Décadas atrás, salvo en ambientes muy intelectuales y círculos de imaginación reducidos, nadie ponía en duda que “la historia es maestra de la vida”. La historia, se pensaba, como depositaria de la gran experiencia humana, encierra en sí un rico depósito de luces y sombras capaces de darnos a conocer el pasado de la humanidad, de ayudarnos a entender un presente, siempre revuelto y convulso, y de orientar pedagógicamente nuestros pasos hacia el futuro. La historia es maestra de la vida.
En este contexto, los ancianos y ancianas, por el mero hecho de haber vivido una historia larga, estaban en condiciones de aportar un caudal de sabiduría útil y beneficioso para la formación de las nuevas generaciones. El anciano Sheila, entre los indios cuna —Islas de San Blas en Panamá— podía repetir ante la asamblea varias veces en la semana la génesis y hazañas de la tribu en el pasado que explican su situación actual y son garantía de supervivencia en el futuro. Además de jefe político, el Sheila es memoria viva de la experiencia colectiva que se transmite, de forma oral, de generación en generación.
Pero la historia, con el paso del tiempo, ha venido cambiando a un ritmo vertiginoso. Las mentes más creativas siempre han desbordado, como las actuales migraciones, todos los límites. Ni la ilustración ni la modernidad se sintieron a gusto con el magisterio de la historia. Tampoco en nuestro ahora, iniciada ya la era del conocimiento o “tiempo axial” (Karl Jaspers), podemos caer en la torpeza de no saber para qué nos sirve la historia. Pudiera ocurrir que se nos estuviera yendo el niño con el agua de la bañera.
Bajo el reinado de la telemática, todo se define por la instantaneidad y simultaneidad. ¿Para qué nos sirve entonces la experiencia del pasado que, por más que lo intentemos, no va a volver a repetirse? Además del interés por lo que fue y ya no es, ¿qué puede aportar a un ahora, siempre volátil y escurridizo, o a un futuro que no existe porque aún no ha llegado a ser?
Lo que son las vías para el paso rápido del tren, es la historia para el ritmo vertiginoso del tiempo: duración y suceso, continuum y volatilidad, vivencia y mecánica se asocian en la instantaneidad y simultaneidad de cada momento.

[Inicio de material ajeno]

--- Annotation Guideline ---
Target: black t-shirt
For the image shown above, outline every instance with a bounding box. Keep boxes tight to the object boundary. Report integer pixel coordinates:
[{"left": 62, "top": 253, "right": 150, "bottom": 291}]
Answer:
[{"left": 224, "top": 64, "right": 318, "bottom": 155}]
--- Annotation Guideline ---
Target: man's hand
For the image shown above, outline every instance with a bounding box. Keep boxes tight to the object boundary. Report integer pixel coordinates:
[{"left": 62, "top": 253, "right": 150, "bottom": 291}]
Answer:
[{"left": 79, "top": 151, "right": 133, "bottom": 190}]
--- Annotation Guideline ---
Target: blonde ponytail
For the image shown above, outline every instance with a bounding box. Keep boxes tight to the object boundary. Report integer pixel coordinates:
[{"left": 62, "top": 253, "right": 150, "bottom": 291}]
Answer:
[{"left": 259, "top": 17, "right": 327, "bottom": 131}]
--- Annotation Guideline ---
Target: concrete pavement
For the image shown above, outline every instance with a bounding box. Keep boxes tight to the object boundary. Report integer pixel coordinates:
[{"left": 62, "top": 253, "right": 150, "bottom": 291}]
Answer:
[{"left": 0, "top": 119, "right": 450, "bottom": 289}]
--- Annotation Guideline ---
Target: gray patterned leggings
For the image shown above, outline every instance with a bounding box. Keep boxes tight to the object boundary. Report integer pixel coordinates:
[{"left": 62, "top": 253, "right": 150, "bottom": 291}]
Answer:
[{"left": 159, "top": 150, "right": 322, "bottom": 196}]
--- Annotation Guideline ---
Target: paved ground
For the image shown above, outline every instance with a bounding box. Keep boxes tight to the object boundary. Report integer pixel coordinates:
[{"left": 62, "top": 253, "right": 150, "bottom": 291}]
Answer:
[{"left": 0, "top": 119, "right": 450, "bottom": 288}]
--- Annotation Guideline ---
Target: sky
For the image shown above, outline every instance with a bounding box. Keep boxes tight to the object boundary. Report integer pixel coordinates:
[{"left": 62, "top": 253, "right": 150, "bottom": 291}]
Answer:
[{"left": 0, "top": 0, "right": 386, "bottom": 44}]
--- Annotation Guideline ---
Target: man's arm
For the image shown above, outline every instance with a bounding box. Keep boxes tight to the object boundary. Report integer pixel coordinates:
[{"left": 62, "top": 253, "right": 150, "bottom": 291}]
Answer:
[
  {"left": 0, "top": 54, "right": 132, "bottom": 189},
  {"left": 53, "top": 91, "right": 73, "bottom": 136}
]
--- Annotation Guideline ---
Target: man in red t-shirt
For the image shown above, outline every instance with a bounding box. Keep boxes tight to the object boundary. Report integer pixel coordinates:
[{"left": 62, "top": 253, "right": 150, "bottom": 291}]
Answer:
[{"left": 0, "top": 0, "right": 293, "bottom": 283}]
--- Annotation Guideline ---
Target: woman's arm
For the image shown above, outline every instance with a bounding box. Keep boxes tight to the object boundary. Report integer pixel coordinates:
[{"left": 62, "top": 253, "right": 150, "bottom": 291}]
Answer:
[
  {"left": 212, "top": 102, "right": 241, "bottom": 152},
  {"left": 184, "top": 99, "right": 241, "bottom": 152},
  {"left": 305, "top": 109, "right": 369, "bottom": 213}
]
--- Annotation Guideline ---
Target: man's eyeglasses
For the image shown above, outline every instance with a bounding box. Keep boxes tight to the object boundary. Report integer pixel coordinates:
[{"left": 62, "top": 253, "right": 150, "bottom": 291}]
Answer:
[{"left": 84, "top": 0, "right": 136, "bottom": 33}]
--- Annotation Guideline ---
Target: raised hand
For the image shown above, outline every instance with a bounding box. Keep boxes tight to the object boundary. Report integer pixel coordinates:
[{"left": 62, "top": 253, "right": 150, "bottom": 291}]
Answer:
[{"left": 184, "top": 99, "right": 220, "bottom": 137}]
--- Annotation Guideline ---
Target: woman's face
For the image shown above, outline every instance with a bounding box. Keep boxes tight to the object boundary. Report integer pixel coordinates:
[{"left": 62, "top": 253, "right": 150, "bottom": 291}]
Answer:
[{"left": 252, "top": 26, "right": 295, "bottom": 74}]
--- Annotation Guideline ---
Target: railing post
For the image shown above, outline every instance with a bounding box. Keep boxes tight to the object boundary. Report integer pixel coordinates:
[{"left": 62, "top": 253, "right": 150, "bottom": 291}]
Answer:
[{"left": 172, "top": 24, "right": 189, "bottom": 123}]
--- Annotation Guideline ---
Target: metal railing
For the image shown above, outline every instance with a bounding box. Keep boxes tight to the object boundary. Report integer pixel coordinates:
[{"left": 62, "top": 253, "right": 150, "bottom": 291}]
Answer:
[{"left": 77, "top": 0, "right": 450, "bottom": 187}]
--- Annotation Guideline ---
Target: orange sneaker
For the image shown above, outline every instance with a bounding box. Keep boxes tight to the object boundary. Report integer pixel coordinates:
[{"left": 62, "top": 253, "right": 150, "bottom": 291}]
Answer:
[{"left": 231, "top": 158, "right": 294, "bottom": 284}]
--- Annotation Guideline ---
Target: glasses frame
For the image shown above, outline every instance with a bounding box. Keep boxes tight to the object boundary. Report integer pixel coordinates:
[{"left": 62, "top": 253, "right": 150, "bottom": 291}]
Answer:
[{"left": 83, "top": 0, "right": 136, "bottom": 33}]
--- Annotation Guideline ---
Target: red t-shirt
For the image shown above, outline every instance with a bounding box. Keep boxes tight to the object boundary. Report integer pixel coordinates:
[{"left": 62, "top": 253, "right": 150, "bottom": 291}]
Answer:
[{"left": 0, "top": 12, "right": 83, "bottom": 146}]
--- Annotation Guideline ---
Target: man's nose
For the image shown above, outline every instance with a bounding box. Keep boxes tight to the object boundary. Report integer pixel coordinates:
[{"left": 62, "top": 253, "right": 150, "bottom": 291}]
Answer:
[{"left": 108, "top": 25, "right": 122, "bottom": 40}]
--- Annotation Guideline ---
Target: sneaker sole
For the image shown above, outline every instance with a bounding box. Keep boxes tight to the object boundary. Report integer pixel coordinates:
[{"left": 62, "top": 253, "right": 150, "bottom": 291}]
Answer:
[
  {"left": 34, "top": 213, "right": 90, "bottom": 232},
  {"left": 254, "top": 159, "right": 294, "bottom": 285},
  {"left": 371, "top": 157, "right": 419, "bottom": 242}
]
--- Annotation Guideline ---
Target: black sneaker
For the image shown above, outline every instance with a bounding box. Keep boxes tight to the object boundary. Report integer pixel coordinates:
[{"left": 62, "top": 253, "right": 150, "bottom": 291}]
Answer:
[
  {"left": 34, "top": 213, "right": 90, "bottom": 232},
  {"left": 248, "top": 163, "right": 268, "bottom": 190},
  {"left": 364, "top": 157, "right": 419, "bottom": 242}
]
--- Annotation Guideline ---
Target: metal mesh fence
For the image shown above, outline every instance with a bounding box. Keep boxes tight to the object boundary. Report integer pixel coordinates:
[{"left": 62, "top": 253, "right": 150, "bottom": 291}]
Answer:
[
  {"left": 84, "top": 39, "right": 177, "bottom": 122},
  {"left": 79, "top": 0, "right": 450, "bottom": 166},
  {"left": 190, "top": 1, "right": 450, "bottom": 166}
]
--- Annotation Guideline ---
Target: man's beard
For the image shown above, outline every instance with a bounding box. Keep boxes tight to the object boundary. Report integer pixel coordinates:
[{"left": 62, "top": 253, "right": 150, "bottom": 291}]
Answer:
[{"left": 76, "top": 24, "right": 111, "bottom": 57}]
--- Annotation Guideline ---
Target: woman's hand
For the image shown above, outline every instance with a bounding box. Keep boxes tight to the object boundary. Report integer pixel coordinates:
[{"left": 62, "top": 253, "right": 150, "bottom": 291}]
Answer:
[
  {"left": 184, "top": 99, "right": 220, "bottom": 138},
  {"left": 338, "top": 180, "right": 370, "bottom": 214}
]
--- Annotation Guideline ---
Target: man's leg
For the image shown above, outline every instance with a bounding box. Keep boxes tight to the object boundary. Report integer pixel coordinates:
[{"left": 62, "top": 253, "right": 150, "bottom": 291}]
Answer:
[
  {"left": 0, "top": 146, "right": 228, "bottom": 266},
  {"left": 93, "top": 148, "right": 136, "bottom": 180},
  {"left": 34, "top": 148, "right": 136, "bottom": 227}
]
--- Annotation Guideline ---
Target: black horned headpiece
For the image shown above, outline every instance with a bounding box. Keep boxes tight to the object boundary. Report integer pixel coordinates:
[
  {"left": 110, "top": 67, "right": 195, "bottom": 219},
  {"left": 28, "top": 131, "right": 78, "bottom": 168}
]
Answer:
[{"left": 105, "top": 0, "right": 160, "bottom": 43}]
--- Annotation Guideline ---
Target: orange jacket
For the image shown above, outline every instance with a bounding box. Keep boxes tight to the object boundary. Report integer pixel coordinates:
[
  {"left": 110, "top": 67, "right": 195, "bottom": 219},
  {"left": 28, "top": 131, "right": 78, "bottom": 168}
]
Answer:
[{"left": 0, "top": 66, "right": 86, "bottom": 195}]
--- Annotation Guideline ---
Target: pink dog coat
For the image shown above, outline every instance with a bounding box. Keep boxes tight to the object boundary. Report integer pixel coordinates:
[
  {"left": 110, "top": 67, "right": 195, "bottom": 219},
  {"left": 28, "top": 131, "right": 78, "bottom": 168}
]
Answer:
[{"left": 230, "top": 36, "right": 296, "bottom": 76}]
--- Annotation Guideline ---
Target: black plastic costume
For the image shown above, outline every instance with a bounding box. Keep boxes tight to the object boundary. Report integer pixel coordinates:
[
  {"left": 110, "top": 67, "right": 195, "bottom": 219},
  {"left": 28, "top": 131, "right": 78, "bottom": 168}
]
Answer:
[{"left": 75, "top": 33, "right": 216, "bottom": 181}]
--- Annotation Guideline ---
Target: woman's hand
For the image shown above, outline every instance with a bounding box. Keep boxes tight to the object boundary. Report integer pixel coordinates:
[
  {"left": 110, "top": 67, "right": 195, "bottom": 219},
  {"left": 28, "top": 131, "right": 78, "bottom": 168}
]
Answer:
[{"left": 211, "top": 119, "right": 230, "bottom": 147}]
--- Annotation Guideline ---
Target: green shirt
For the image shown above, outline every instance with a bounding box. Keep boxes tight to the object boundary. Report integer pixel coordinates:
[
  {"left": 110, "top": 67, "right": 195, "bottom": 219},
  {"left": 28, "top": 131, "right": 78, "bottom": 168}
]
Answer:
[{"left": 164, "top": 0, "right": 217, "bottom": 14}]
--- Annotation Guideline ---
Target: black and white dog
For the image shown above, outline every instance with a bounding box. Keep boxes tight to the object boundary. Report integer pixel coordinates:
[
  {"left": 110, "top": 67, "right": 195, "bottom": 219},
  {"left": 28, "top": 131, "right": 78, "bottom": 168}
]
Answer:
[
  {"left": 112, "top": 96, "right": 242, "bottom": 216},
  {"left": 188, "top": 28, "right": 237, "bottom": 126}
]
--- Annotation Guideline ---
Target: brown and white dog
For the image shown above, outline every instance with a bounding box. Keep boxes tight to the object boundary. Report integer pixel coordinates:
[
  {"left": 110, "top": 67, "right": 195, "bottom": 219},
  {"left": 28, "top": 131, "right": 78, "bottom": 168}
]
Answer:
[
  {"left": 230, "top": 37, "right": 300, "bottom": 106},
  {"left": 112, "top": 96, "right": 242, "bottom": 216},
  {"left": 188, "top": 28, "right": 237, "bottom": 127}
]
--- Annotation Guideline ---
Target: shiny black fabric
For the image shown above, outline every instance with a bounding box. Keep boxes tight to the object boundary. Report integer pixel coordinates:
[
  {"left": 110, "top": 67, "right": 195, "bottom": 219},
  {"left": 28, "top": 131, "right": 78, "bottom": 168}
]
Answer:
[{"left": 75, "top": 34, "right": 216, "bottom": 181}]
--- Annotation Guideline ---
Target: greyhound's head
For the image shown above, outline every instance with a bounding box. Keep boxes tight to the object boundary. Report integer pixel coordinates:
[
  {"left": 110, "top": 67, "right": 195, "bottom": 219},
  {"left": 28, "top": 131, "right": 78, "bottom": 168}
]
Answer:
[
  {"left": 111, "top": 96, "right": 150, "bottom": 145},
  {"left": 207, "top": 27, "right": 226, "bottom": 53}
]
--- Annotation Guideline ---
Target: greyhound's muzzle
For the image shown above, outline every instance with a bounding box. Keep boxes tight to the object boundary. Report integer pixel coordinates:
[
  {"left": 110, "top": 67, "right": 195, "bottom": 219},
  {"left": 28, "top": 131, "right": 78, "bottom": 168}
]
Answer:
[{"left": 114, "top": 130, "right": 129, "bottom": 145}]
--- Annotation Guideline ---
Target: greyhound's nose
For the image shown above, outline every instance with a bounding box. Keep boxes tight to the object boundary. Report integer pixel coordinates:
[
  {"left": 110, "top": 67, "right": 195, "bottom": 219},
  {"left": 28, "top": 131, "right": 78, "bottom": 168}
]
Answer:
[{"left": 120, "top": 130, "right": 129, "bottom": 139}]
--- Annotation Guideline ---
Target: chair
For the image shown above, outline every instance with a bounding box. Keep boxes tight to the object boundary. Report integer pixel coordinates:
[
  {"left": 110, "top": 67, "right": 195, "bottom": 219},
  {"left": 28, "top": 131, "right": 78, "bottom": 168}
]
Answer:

Difícil separar las dos dimensiones si no es meramente en el concepto.
Ya desde el siglo IV lo advertía San Agustín en el siempre sugestivo libro de las Confesiones: “Resulta claro y evidente que ni lo futuro ni lo pasado son, y no puede decirse con propiedad que los tiempos son tres: pasado, presente y futuro. Más propiamente debiera decirse que los tiempos son tres: presente de lo pasado, presente de lo presente y presente de lo futuro. En efecto, estos tres modos son, de algún modo, en el alma y no veo otra forma de comprenderlo: el presente de lo pasado es la memoria, el presente de lo presente, la atención, el presente de lo futuro, la expectación” (Libro XI, cap. 27).
No puede ser esta mera introducción el mejor lugar para dar respuesta a estas cuestiones que han calentado la cabeza de tantas personas en la ya larga trayectoria humana. Las colaboraciones que siguen, por encima de la dificultad teórica, tienen por objeto aportar elementos para una solución práctica y realista, útil, de la historia.
Pero no deja de llamar la atención que desde Utopía, que justamente se coloca del otro lado de la historia, nos veamos obligados a hacer hoy este tipo de cuestionamientos. Por el mero hecho de existir, Utopía ya está anunciando que hay mucha realidad que no cabe en la historia. Cada punto de la historia es una encrucijada en la que ninguna de las posibilidades a nuestro alcance está determinada a ser inevitable. Ni las fijaciones geográficas, ni las biográficas, ni las económicas, ni aún las dogmáticas son definitivamente tan cerradas para no dejar siempre algún margen a la sorpresa.
Con toda legitimidad nos preguntamos en las siguientes páginas por la utilidad de la historia en nuestro ahora. Modestamente, queremos seguir la fantasía de aquellos espíritus románticos que, desde la música y la poesía, lograron romper la férrea dictadura del clasicismo para abrir las puertas a otra estética diferente.